9. The Minor as an agent:
An agent is merely a connecting link, between his principal and third person. Therefore, a minor can be appointed as an agent. But he will not be personally liable for his acts as an agent [Sec. 184].
It may, however, be noted that the principal will be liable to the third persons for the acts of the minor agent which he does in the ordinary course of dealings.
10. Minor as an insolvent:
A minor cannot be declared as an insolvent. This is so because all agreements with a minor are absolutely void. Moreover, the minor is not personally liable for any debt incurred during the period of his minority.

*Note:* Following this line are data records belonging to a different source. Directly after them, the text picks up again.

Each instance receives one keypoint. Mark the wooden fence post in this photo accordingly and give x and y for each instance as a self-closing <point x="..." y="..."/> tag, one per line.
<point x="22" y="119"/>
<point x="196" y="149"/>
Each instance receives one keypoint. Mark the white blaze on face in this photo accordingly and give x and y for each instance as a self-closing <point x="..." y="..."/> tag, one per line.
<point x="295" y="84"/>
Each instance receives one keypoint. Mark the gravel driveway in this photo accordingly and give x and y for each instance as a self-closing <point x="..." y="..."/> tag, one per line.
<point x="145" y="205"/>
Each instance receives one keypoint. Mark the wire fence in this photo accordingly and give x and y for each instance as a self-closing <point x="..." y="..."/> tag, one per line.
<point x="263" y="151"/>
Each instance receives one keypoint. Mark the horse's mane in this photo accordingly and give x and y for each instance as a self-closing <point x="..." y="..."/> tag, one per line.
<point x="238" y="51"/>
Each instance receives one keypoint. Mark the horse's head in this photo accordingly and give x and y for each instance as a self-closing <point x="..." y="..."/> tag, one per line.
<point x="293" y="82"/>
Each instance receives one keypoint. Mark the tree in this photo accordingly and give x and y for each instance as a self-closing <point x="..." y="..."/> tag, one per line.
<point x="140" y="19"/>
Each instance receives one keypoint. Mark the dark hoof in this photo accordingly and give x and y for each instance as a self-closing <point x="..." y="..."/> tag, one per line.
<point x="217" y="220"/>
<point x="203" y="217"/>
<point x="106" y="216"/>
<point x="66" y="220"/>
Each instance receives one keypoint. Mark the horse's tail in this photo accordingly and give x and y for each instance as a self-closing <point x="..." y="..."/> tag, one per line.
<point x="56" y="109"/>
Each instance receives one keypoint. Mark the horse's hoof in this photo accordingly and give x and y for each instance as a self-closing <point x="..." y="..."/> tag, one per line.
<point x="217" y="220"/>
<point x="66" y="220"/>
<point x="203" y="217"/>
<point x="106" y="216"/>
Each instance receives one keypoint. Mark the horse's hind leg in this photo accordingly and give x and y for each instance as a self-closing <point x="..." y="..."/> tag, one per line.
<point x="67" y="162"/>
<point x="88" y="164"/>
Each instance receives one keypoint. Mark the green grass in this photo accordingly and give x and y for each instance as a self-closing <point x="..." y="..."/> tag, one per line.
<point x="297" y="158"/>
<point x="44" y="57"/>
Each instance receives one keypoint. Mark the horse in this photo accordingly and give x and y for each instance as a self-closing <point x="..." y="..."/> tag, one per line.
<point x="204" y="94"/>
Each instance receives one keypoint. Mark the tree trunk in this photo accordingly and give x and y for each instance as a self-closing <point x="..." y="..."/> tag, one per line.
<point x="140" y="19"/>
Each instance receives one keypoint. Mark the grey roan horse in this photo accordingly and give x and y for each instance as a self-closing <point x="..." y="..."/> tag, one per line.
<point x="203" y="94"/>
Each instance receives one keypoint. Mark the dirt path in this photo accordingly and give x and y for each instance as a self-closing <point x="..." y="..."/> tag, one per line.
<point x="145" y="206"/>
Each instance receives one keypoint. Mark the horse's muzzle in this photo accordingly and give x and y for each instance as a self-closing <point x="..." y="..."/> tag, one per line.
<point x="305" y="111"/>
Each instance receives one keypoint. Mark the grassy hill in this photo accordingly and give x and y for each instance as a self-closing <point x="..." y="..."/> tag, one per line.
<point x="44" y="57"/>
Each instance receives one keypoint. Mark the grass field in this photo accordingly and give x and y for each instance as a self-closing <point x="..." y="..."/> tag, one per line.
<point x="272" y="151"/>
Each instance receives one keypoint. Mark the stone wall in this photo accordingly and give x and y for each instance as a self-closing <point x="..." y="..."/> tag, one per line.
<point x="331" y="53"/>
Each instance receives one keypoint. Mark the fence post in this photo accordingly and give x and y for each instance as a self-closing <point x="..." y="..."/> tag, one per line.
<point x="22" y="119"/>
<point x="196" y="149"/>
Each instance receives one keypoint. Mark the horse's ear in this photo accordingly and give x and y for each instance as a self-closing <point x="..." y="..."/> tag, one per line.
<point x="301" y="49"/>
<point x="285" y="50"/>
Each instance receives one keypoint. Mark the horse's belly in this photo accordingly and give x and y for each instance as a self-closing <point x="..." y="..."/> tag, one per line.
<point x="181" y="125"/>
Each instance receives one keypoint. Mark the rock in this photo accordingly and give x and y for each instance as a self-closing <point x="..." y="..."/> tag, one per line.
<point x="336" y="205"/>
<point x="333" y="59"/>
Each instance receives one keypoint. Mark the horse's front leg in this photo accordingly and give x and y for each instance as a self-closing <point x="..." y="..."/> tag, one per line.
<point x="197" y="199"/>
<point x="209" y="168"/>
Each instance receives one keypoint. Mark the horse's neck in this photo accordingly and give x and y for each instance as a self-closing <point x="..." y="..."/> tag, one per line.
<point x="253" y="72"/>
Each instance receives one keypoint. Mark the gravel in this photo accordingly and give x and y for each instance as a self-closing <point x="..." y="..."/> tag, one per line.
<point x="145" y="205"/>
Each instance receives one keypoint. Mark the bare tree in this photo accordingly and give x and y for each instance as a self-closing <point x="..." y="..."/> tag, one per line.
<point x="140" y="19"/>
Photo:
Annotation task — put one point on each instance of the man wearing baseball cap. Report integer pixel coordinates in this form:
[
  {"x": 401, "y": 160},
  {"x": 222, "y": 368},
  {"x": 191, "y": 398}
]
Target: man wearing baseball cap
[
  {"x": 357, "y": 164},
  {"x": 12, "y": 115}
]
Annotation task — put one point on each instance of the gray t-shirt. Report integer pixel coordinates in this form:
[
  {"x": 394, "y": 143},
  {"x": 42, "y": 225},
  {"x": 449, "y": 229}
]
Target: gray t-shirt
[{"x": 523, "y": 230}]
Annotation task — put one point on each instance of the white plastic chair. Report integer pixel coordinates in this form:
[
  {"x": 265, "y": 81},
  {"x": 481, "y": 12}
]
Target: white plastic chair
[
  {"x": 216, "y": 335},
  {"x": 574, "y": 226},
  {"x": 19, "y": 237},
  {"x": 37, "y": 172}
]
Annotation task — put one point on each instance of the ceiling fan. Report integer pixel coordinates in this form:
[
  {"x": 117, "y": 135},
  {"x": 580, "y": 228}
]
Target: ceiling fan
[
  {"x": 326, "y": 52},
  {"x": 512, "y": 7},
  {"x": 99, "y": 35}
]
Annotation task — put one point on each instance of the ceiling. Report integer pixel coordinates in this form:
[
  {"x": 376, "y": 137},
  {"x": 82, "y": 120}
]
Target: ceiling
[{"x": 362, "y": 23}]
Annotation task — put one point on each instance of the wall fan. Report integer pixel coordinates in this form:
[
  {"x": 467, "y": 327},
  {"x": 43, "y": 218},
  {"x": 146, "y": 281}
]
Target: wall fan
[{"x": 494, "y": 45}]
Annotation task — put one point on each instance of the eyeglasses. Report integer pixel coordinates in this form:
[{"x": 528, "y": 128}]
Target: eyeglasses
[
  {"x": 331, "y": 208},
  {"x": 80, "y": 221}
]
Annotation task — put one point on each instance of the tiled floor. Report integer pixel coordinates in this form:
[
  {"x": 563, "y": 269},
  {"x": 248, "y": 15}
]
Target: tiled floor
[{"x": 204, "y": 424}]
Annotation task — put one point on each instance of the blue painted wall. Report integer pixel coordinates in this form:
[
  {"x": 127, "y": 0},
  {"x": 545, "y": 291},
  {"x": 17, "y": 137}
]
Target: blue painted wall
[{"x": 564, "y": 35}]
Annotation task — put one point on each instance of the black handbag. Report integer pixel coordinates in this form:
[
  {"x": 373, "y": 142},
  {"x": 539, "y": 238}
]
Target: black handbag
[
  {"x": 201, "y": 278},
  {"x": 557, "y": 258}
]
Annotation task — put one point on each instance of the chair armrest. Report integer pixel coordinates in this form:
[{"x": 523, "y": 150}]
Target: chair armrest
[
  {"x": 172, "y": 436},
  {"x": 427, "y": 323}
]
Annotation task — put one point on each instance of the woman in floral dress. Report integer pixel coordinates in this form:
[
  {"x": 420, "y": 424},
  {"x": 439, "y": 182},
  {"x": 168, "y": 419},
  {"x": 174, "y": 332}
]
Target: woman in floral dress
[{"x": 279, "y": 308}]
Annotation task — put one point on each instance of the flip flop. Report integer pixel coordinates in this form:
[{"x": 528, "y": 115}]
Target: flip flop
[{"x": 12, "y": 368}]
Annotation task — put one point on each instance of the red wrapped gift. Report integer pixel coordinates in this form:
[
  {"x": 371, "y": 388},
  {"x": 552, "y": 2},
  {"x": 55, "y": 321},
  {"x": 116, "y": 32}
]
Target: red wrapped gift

11. The minor can execute a negotiable instrument:
According to Sec 13(1) of the Negotiable Instruments Act, 1881, the term ‘negotiable instrument’ means and includes a promissory note, a bill of exchange and a cheque. The minor is competent to draw, negotiate or endorse the negotiable instruments.
It may, however, be noted that the minor will not incur any personal liability under such instruments. But, the negotiable instruments executed in favour of the minor can be enforced by him.
12. The liability of minor’s parents or guardians:
As a matter of fact, the minor’s contracts do not impose any liability on his parents or guardians even if the contracts are for ‘necessaries’. The parents or guardians of the minor may pay money borrowed by him just out of moral obligations.
But there is no legal obligation to make such payments. It may, however, be noted that the parents or guardians can be held liable when the minor child is acting as an agent of his parents or guardians.